WLYT featured a "70's Flashback Weekend" every weekend since late 2004 through 2005, but discontinued this tradition after the slogan changed from "Continuous Lite Favorites" to "The Best Variety of Yesterday and Today". The station played Christmas music annually, with 'preview weekends' from early November through Thanksgiving, then a 24-hour Christmas format from Thanksgiving through Christmas Day. WLYT's main competitor was CBS Radio's WKQC. WLYT had changed its slogan from The Best Variety of Yesterday and Today to The Bright New Sound of Lite 102.9 in 2011.

In late January 2008, WLYT changed its morning show. It wanted to resemble the Today show on NBC, with more talk geared toward women 25 to 54. During the first hour, the talk was more hard news, becoming lighter as the morning show progressed and adding more music during work hours. The program schedule was altered as well. The show was discontinued in early 2010 with morning hosts Jim Shafer (who had moved to the station from WWMG in 2004) and Jen Byrum (morning host since 1999) being released. On April 13, 2010, Valentine in the Morning, a syndicated show from sister station KBIG-FM in Los Angeles, made its debut. A local host was planned for local segments of the show.

===WLKO===
On July 2, 2012, at midnight, WLYT changed its format to adult hits, branded as "102.9 The Lake". The final song on "Lite" was "Far Away" by Nickelback, while the first song on the "Lake" was "Father of Mine" by Everclear.

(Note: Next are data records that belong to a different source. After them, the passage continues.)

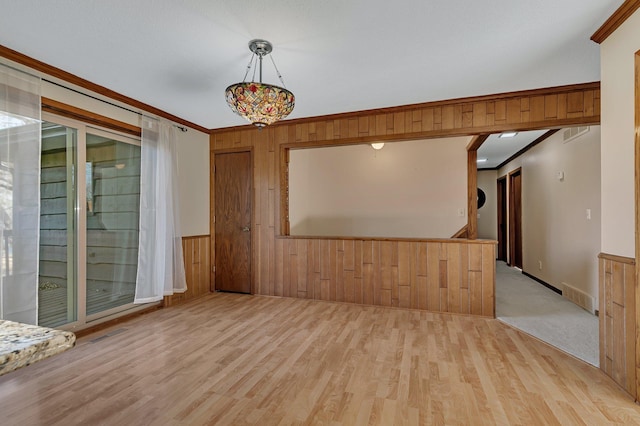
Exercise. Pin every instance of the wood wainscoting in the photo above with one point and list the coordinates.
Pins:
(618, 320)
(454, 276)
(197, 267)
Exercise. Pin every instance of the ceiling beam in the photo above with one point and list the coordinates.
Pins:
(613, 23)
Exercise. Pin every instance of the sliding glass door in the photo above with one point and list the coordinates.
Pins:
(57, 289)
(113, 205)
(90, 197)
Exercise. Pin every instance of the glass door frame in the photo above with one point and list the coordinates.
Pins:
(80, 216)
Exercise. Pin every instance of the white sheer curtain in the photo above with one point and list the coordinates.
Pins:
(160, 261)
(19, 195)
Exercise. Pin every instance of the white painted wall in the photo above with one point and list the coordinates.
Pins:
(407, 189)
(488, 214)
(555, 228)
(617, 58)
(193, 169)
(193, 157)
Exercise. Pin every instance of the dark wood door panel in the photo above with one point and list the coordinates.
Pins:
(233, 211)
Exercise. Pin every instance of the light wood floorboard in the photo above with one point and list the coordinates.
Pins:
(238, 359)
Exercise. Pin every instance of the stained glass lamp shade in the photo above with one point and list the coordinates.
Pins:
(259, 103)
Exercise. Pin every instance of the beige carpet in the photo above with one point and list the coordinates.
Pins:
(529, 306)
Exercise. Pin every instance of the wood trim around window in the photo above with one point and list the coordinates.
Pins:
(68, 111)
(60, 74)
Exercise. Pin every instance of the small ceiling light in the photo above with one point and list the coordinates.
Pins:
(259, 103)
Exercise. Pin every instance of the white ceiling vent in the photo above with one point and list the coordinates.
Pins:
(573, 133)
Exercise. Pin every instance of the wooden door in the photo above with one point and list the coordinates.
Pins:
(515, 218)
(232, 221)
(502, 219)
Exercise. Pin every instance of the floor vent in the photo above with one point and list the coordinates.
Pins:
(573, 133)
(111, 333)
(579, 297)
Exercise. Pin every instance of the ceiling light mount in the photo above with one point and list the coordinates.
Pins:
(260, 47)
(259, 103)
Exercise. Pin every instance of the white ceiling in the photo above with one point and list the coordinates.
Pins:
(335, 55)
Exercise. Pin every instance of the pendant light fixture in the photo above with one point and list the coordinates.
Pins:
(259, 103)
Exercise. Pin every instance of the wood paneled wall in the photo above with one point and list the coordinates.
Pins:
(197, 267)
(618, 320)
(456, 276)
(534, 109)
(527, 110)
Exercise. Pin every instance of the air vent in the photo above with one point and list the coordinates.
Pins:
(573, 133)
(579, 297)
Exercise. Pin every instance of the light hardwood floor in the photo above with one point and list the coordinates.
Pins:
(237, 359)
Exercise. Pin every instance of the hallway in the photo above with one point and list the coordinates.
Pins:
(529, 306)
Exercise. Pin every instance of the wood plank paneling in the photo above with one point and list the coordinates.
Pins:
(617, 320)
(459, 276)
(380, 274)
(197, 267)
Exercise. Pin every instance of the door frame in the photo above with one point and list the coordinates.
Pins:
(511, 215)
(635, 340)
(212, 210)
(503, 210)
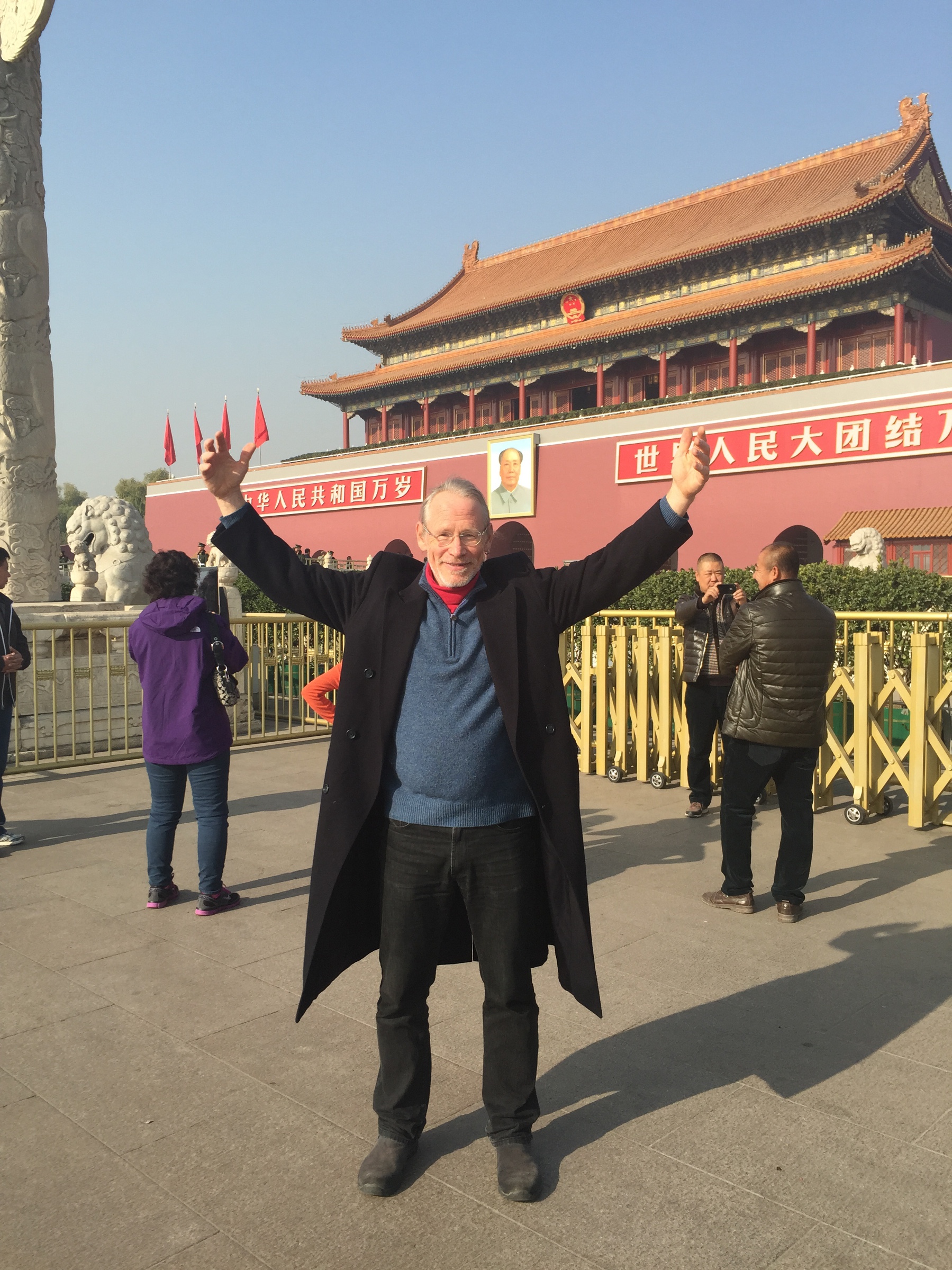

Steve Geofferies, operations manager for the Charlotte cluster of station owner Clear Channel, said, "If it was a hit song, we're going to play it," explaining that the format was based on WARH in St. Louis, and more "tempo-oriented" than nearby WSMW. The name "Lake" meant "fun, unique, connecting with friends and families. That's life on the lake," specifically Lake Norman and Lake Wylie. The playlist was 4,000 songs compared to 400 for a typical station. Also, the station would not have DJs. That meant morning hosts Heather Flynn and Phil Harris were let go. On July 9, 2012, WLYT changed its call letters to WLKO to go with the "Lake" branding.

The format change delivered immediate results. While WLYT ranked 15th with 3 percent share of the total audience in its final ratings report, WLKO was ranked 7th with five percent share in its first one. After two years, WLKO was up 52 percent to 4th place for the most successful format change in the market in 25 years. The playlist primarily features hit music from the 1970s, 80s and 90s with some 2000s music played. With this, the station more closely resembles a classic hits station than the adult hits format the station started out with, though the "We Play Anything" slogan is still promoted.

On September 16, 2014, WLKO's owners Clear Channel Communications officially changed its name to iHeartMedia, Inc.